I worked with drone operators in the Army 5 years ago. The average flight hours put on these things is about 5 times a traditional airframe. Unlike traditional pilots they do not do PM or pre-flight walk arounds either. So the pilot has to trust the ground crew which is more than likely 1/2 way around the world. No wonder they have such a high accident rate.
 
JimDE said:
On Fox news just a few minutes ago they did a report written in the Washington Post of the fact that 400+ military drones have crash and it averages out to be 1 every 9-10 day's. Now, these crashes are for various reasons including fly aways and mechanicals. The reason they brought this subject up is due to USA companies trying to get authorization to use drones for commercial purposes including delivering pizza's.

If military drones maintained and flown by highly skilled technicians have fly aways and they have to scramble fighters to shoot them down as in one example given.... what makes us think a Chinese company making consumer level drones would have any higher a success rate. I still say gps/naza flight enabled drone technology just is not ready for primetime.

1 crashed military drone every 9-10 day's (47 in the USA)???????????? And they want to take this technology to deliver pizza's???? Not over my house!
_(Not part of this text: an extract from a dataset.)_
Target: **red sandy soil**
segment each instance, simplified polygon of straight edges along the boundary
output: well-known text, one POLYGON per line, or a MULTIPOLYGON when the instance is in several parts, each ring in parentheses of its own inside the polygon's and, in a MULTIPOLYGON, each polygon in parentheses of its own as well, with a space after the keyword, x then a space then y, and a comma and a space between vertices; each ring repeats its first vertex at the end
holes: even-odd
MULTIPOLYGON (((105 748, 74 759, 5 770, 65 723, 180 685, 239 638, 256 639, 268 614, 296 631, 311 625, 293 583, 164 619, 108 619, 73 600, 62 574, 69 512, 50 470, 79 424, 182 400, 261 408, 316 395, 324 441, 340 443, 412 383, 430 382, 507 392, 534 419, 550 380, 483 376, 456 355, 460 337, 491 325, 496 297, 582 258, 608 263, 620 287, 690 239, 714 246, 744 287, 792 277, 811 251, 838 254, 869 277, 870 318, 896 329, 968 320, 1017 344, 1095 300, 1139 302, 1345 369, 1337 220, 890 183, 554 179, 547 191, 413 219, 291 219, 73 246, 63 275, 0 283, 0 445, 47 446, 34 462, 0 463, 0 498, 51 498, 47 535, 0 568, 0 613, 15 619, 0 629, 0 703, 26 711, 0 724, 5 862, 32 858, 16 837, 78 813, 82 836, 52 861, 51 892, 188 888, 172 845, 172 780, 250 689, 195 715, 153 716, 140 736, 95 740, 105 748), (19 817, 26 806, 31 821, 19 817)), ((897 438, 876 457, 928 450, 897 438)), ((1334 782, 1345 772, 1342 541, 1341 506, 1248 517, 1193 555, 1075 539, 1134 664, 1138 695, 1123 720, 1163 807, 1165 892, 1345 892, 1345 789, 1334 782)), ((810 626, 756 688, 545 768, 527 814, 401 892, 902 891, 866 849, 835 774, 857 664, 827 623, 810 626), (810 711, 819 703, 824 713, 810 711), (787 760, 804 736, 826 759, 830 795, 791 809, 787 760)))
When this kind of information is more readily discussed on the new's you can bet this activity will start getting more regulated in the USA. Only a matter of time especially with some of the foolishness we see from Phantom owners on U-Tube...

No one thinks a Phantom will have a higher success rate. RC pilots crash all the time lol
 
I'm not aware of any RC-controlled UAV that isn't potentially capable of fly-aways...and certainly crashes. Does anyone know of any?
 
Flying Cephlopod said:
I'm not aware of any RC-controlled UAV that isn't potentially capable of fly-aways...and certainly crashes. Does anyone know of any?
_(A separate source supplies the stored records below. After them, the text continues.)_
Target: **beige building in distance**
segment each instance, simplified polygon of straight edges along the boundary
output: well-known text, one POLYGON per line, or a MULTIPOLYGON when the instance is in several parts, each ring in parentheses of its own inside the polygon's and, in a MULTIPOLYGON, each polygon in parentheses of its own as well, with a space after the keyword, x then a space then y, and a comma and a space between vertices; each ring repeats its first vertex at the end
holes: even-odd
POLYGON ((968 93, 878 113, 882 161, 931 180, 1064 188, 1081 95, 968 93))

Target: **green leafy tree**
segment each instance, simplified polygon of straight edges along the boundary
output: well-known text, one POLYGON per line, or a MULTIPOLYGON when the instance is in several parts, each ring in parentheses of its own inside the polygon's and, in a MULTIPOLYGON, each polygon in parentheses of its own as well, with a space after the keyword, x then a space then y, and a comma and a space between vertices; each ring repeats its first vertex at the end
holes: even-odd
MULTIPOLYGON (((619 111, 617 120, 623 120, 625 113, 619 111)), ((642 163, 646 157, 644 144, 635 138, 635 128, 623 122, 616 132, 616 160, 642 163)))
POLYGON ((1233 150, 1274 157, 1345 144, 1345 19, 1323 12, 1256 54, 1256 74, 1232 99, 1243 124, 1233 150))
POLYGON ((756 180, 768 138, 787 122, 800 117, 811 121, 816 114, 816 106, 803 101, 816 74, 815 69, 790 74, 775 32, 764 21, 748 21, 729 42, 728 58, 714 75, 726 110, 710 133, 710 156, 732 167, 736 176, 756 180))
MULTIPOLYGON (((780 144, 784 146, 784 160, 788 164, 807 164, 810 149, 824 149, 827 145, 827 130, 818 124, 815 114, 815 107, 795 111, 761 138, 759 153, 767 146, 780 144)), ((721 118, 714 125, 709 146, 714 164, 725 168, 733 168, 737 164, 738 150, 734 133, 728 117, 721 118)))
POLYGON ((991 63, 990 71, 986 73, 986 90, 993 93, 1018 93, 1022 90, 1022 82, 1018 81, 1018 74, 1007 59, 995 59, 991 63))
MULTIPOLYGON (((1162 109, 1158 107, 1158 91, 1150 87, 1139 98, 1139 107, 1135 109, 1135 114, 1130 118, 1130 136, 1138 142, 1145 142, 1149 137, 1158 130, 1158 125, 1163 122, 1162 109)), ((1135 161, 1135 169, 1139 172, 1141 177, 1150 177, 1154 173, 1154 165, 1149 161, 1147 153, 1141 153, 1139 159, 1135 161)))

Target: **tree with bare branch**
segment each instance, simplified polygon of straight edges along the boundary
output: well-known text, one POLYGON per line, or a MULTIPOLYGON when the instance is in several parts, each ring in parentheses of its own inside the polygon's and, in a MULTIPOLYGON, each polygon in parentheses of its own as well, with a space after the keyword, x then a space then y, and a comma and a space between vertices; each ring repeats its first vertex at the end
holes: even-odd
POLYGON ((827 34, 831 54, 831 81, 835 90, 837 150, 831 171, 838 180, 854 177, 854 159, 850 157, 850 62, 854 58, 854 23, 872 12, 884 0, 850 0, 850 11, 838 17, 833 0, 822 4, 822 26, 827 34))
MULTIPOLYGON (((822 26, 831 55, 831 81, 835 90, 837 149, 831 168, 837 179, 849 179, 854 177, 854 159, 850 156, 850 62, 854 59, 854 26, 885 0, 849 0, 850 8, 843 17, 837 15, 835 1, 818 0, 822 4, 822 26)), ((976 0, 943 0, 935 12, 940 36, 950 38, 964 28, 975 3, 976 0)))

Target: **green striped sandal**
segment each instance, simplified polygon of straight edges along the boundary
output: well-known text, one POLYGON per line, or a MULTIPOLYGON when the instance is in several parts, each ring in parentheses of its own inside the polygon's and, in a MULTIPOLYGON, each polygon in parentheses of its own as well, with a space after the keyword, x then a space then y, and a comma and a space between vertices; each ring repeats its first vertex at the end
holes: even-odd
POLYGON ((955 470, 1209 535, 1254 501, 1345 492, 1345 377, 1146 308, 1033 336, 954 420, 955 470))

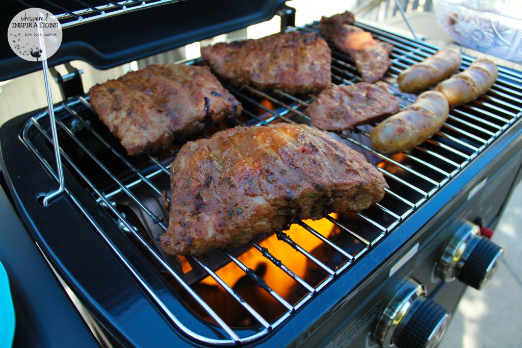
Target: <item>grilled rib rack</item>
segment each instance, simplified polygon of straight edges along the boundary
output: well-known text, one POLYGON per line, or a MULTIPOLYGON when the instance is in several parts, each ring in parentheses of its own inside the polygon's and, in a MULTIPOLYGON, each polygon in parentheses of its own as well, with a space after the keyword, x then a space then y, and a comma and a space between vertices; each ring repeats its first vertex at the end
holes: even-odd
MULTIPOLYGON (((414 96, 398 91, 397 76, 433 54, 437 48, 357 25, 371 31, 375 38, 394 44, 393 65, 384 80, 399 98, 402 107, 412 102, 414 96)), ((296 30, 316 31, 317 24, 296 30)), ((348 57, 333 48, 332 54, 334 83, 350 84, 361 80, 348 57)), ((461 69, 469 66, 471 61, 465 56, 461 69)), ((158 248, 157 241, 167 225, 167 212, 161 206, 161 195, 162 191, 169 189, 169 168, 175 156, 176 147, 153 155, 127 157, 117 141, 98 120, 86 97, 68 100, 54 109, 67 172, 66 183, 75 187, 78 183, 87 191, 87 194, 78 193, 77 189, 67 187, 65 195, 171 325, 196 342, 247 343, 269 334, 296 311, 313 302, 318 294, 371 253, 379 241, 393 234, 517 122, 522 114, 521 83, 522 75, 501 67, 498 79, 486 96, 452 109, 448 120, 436 135, 405 153, 386 156, 372 149, 367 145, 372 126, 358 127, 353 133, 336 134, 375 163, 390 188, 381 202, 364 212, 326 217, 322 222, 322 229, 316 227, 317 223, 300 222, 289 231, 275 231, 266 238, 251 241, 246 248, 217 251, 199 257, 165 254, 158 248), (91 201, 85 201, 86 197, 91 201), (100 213, 92 209, 93 202, 110 218, 120 236, 111 235, 98 222, 100 213), (122 236, 129 241, 128 245, 122 243, 122 236), (310 240, 315 241, 312 247, 305 245, 310 240), (277 284, 264 277, 265 271, 256 268, 258 264, 252 264, 251 256, 256 254, 266 261, 266 267, 282 272, 295 291, 283 295, 275 290, 277 284), (307 265, 304 274, 298 275, 288 265, 288 254, 307 265), (147 260, 149 265, 141 264, 143 259, 147 260), (223 274, 223 270, 230 267, 243 275, 242 281, 254 284, 256 293, 267 296, 248 299, 248 291, 238 286, 239 281, 231 283, 223 274), (160 280, 151 281, 144 275, 150 268, 159 275, 160 280), (216 301, 209 299, 212 297, 206 297, 202 284, 207 287, 210 284, 212 289, 219 287, 220 293, 242 308, 242 312, 246 314, 241 318, 245 319, 239 324, 231 322, 225 314, 215 308, 216 301), (278 309, 269 315, 261 312, 264 307, 274 306, 278 309), (187 319, 191 317, 192 319, 187 319)), ((231 90, 244 109, 235 124, 252 126, 281 121, 310 123, 303 110, 313 100, 313 96, 294 97, 278 90, 266 93, 250 87, 231 90)), ((28 121, 21 139, 49 173, 56 179, 52 164, 49 129, 48 114, 42 112, 28 121)), ((206 136, 217 130, 210 130, 206 136)), ((57 229, 56 233, 63 235, 56 238, 67 239, 69 231, 57 229)))

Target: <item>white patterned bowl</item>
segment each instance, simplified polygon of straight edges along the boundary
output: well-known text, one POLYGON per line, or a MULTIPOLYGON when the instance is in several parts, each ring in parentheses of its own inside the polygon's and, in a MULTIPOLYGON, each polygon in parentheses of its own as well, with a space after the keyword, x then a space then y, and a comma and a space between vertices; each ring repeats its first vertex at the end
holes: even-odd
POLYGON ((437 21, 457 43, 522 62, 522 0, 434 0, 437 21))

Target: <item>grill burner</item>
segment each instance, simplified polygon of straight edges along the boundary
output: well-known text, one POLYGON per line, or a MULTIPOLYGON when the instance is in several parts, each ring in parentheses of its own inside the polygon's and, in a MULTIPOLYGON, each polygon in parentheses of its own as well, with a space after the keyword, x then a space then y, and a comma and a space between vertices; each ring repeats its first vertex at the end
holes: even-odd
MULTIPOLYGON (((358 25, 371 31, 375 38, 394 45, 393 65, 384 81, 400 98, 401 107, 413 102, 414 96, 399 91, 397 76, 433 54, 436 48, 358 25)), ((317 31, 317 24, 296 30, 317 31)), ((334 83, 351 84, 361 80, 350 59, 332 48, 334 83)), ((470 63, 470 59, 465 57, 461 69, 470 63)), ((153 155, 127 158, 122 155, 125 152, 117 140, 98 120, 88 98, 68 100, 57 106, 55 112, 67 169, 170 284, 173 293, 214 326, 213 334, 198 332, 197 325, 181 320, 163 300, 164 294, 155 292, 136 270, 129 256, 96 228, 100 237, 174 325, 201 342, 244 343, 268 334, 296 310, 313 301, 317 293, 370 252, 519 119, 522 76, 502 68, 499 70, 499 79, 486 96, 452 109, 448 121, 435 136, 406 153, 388 157, 372 149, 368 146, 372 126, 335 134, 363 153, 384 175, 390 188, 379 203, 361 213, 332 215, 318 222, 301 222, 288 231, 256 238, 250 245, 198 257, 168 256, 159 247, 158 240, 166 229, 168 216, 161 203, 161 192, 169 189, 169 164, 182 144, 153 155), (292 259, 297 262, 292 263, 292 259), (304 269, 296 269, 299 267, 296 265, 304 269), (280 277, 269 277, 272 273, 280 277), (284 286, 281 285, 281 279, 286 279, 284 286), (223 304, 222 308, 217 307, 216 303, 223 304), (230 311, 229 315, 230 307, 237 309, 230 311)), ((310 123, 303 110, 313 100, 313 96, 294 97, 278 90, 266 93, 250 87, 231 90, 245 109, 235 120, 237 124, 310 123)), ((41 113, 27 123, 22 139, 56 178, 49 164, 54 163, 48 151, 52 144, 49 129, 48 114, 41 113)), ((205 136, 218 130, 209 130, 205 136)), ((79 211, 96 227, 92 212, 66 190, 79 211)))

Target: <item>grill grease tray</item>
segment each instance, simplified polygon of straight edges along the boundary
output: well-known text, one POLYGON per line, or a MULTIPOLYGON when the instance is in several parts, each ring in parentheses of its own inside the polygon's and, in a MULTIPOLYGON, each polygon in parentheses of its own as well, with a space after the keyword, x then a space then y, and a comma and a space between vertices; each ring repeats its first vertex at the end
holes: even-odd
MULTIPOLYGON (((398 91, 396 78, 403 69, 433 54, 436 48, 359 24, 374 37, 393 43, 393 65, 384 81, 401 107, 415 96, 398 91)), ((316 31, 317 24, 296 30, 316 31)), ((471 60, 465 57, 461 69, 471 60)), ((361 80, 350 59, 333 50, 333 82, 350 84, 361 80)), ((182 323, 176 314, 135 273, 149 297, 166 317, 189 337, 201 342, 244 343, 265 336, 288 320, 314 295, 335 281, 420 205, 457 174, 514 122, 520 118, 522 76, 500 68, 499 77, 487 95, 452 109, 448 121, 431 139, 406 153, 387 156, 369 146, 373 125, 353 132, 333 134, 363 153, 384 174, 390 188, 384 199, 364 212, 332 214, 321 221, 300 222, 289 231, 274 231, 242 248, 218 250, 201 257, 173 257, 158 247, 167 226, 161 192, 169 187, 169 164, 181 144, 152 155, 128 158, 124 150, 98 120, 87 97, 70 100, 55 108, 62 155, 66 167, 112 217, 149 260, 173 292, 196 313, 219 329, 215 337, 182 323), (518 84, 518 85, 517 85, 518 84), (295 259, 297 262, 293 263, 295 259), (272 274, 277 276, 272 277, 272 274), (284 279, 283 286, 279 280, 284 279), (251 296, 252 294, 254 296, 251 296), (215 306, 224 303, 233 316, 215 306), (266 310, 266 308, 269 308, 266 310)), ((305 122, 304 113, 313 96, 290 96, 251 88, 232 92, 244 111, 235 120, 241 125, 275 122, 305 122)), ((48 168, 52 160, 39 146, 52 146, 46 112, 28 123, 22 138, 48 168), (38 141, 43 136, 44 142, 38 141)), ((233 125, 221 124, 206 136, 233 125)), ((66 189, 66 193, 69 192, 66 189)), ((79 209, 82 209, 78 202, 79 209)), ((88 214, 87 212, 84 212, 88 214)), ((106 241, 111 246, 110 241, 106 241)), ((117 248, 114 252, 126 263, 117 248)), ((133 270, 132 265, 129 269, 133 270)))

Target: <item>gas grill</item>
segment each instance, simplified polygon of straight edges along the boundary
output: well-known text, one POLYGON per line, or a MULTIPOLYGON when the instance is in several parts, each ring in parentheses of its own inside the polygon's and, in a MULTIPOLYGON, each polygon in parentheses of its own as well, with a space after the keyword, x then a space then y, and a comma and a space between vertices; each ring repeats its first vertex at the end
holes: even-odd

I don't know of any RC aircraft that doesn't have that potential...maybe not so much flyaways as it could be interfence that would knock an aircraft down.

The difference is that if you lose power in a fixed wing aircraft, a good RC pilot can 'dead stick' the aircraft to a soft (or softer) landing. Quads don't offer you that.
 
BigTulsa said:
Flying Cephlopod said:
I'm not aware of any RC-controlled UAV that isn't potentially capable of fly-aways...and certainly crashes. Does anyone know of any?
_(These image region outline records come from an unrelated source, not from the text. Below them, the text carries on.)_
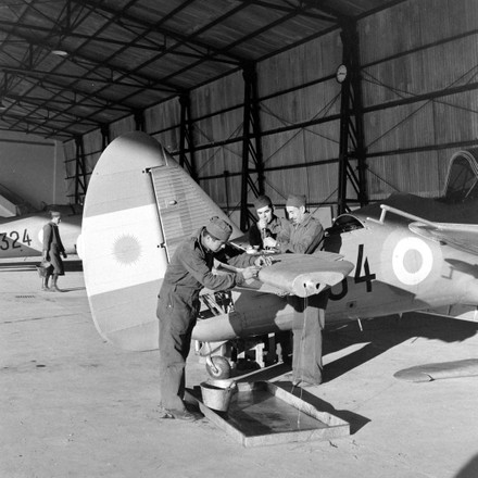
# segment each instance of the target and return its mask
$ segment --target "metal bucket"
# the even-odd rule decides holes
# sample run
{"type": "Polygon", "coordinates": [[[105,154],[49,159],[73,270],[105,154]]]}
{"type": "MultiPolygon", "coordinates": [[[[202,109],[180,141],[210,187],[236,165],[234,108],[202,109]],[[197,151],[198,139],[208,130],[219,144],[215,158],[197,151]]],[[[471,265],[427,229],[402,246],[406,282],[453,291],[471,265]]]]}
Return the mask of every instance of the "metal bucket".
{"type": "Polygon", "coordinates": [[[234,380],[209,380],[201,382],[202,403],[218,412],[227,412],[236,391],[234,380]]]}

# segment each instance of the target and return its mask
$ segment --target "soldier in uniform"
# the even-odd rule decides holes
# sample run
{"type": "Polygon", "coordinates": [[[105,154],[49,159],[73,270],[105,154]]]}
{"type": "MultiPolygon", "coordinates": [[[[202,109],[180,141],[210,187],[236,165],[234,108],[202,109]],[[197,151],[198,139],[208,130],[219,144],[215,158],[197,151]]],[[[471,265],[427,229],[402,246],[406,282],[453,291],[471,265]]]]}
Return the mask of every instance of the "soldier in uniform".
{"type": "Polygon", "coordinates": [[[257,250],[264,249],[264,239],[276,239],[282,229],[282,222],[274,214],[274,205],[268,196],[259,196],[254,201],[259,221],[249,229],[249,243],[257,250]]]}
{"type": "Polygon", "coordinates": [[[43,226],[43,249],[42,259],[51,263],[48,267],[45,277],[42,277],[41,289],[46,291],[63,292],[59,289],[56,281],[59,276],[65,275],[63,261],[61,255],[66,259],[65,248],[63,247],[59,224],[62,221],[62,216],[59,212],[52,211],[51,221],[43,226]],[[48,286],[50,277],[51,288],[48,286]]]}
{"type": "MultiPolygon", "coordinates": [[[[312,254],[320,247],[324,228],[306,210],[305,196],[289,194],[286,202],[289,224],[276,239],[266,238],[264,244],[280,252],[312,254]]],[[[301,299],[289,295],[288,302],[294,309],[292,383],[319,385],[323,381],[322,330],[325,326],[325,309],[328,292],[301,299]]]]}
I don't know of any RC aircraft that doesn't have that potential...maybe not so much flyaways as it could be interfence that would knock an aircraft down.

The difference is that if you lose power in a fixed wing aircraft, a good RC pilot can 'dead stick' the aircraft to a soft (or softer) landing if you still have command of the a/c. Quads don't offer you that.
 
As long as forthcoming FAA regs limit pizza delivery to pies 12" or less and no more.than 2 toppings, the delivery quads (or hexes) can be small enough that serious human injury is highly unlikely.
 
wkf94025 said:
As long as forthcoming FAA regs limit pizza delivery to pies 12" or less and no more.than 2 toppings, the delivery quads (or hexes) can be small enough that serious human injury is highly unlikely.

What, no coke or garlic bread?

Seriously though, the tech needs some major advancements before they start delivering pizza.